Buffer app hacked - linuskendall
https://twitter.com/buffer/status/394170769254932480
Buffer&#x27;s Facebook tokens have been used to post spam to Buffer users&#x27; Facebook walls.
======
svag
This is the email I received:

Hi there,

I wanted to get in touch to apologize for the awful experience we've caused
many of you on your weekend. Buffer was hacked around 1 hour ago, and many of
you may have experienced spam posts sent from you via Buffer. I can only
understand how angry and disappointed you must be right now.

Not everyone who has signed up for Buffer has been affected, but you may want
to check on your accounts. We're working hard to fix this problem right now
and we're expecting to have everything back to normal shortly.

We're posting continual updates on the Buffer Facebook page and the Buffer
Twitter page to keep you in the loop on everything.

The best steps for you to take right now and important information for you:

    
    
        * Remove any postings from your Facebook page or Twitter page that look like spam
        * Keep an eye on Buffer's Twitter page and Facebook page
        * Your Buffer passwords are not affected
        * No billing or payment information was affected or exposed
        * All Facebook posts sent via Buffer have been temporarily hidden and will reappear once we've resolved this situation
    

I am incredibly sorry this has happened and affected you and your company.
We're working around the clock right now to get this resolved and we'll
continue to post updates on Facebook and Twitter.

If you have any questions at all, please respond to this email.
Understandably, a lot of people have emailed us, so we might take a short
while to get back to everyone, but we will respond to every single email.

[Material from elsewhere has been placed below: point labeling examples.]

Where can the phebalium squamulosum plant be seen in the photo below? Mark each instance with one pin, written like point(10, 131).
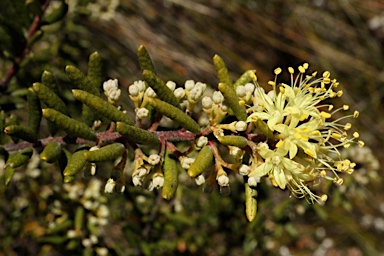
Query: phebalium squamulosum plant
point(289, 135)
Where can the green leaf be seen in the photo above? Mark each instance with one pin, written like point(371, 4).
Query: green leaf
point(176, 115)
point(69, 125)
point(102, 107)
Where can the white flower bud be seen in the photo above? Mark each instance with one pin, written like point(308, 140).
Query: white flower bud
point(217, 97)
point(157, 182)
point(114, 95)
point(196, 93)
point(235, 151)
point(150, 92)
point(252, 181)
point(133, 90)
point(140, 85)
point(109, 186)
point(171, 85)
point(241, 126)
point(110, 85)
point(240, 91)
point(154, 159)
point(189, 84)
point(186, 162)
point(223, 180)
point(201, 141)
point(250, 87)
point(179, 93)
point(136, 181)
point(200, 180)
point(142, 113)
point(244, 169)
point(224, 107)
point(206, 102)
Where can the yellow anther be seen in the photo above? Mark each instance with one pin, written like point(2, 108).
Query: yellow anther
point(253, 76)
point(325, 114)
point(326, 74)
point(277, 71)
point(280, 143)
point(309, 152)
point(336, 136)
point(297, 136)
point(324, 198)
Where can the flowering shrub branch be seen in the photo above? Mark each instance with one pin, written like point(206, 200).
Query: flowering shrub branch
point(289, 135)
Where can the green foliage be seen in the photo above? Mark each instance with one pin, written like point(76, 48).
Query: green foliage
point(65, 219)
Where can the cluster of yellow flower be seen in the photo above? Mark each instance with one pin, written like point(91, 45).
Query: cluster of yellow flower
point(306, 144)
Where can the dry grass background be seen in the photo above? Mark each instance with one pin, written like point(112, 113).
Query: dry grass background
point(343, 36)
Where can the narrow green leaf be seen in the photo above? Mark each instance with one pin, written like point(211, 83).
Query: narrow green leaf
point(202, 162)
point(233, 101)
point(19, 158)
point(34, 111)
point(161, 89)
point(171, 177)
point(75, 164)
point(95, 70)
point(21, 132)
point(69, 125)
point(81, 81)
point(51, 152)
point(245, 78)
point(145, 61)
point(221, 70)
point(137, 135)
point(102, 107)
point(250, 202)
point(176, 115)
point(233, 140)
point(109, 152)
point(50, 99)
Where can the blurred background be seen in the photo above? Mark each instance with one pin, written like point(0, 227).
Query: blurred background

\- Joel and the Buffer team

------
dmor
According to their Twitter feed they have halted all outbound messages. If you
go reset your password on Buffer realize the site might be compromised and use
something unique from all your other passwords.

------
emhart
Really like the folks at Buffer, hope they're able to resolve the immediate,
solve for the future and that neither they nor those who's feeds were
compromised suffer too much as a result.

------
OoTheNigerian
The email I got had the following core info:

All updates have been paused.

Passwords and payment information have NOT been compromised.

\--

It would be sorted out in a bit.

------
sheikhimran01
they are in big trouble! they should solve this stuff

------
ericthegoodking
thats not good! people are getting weight loss stuff!!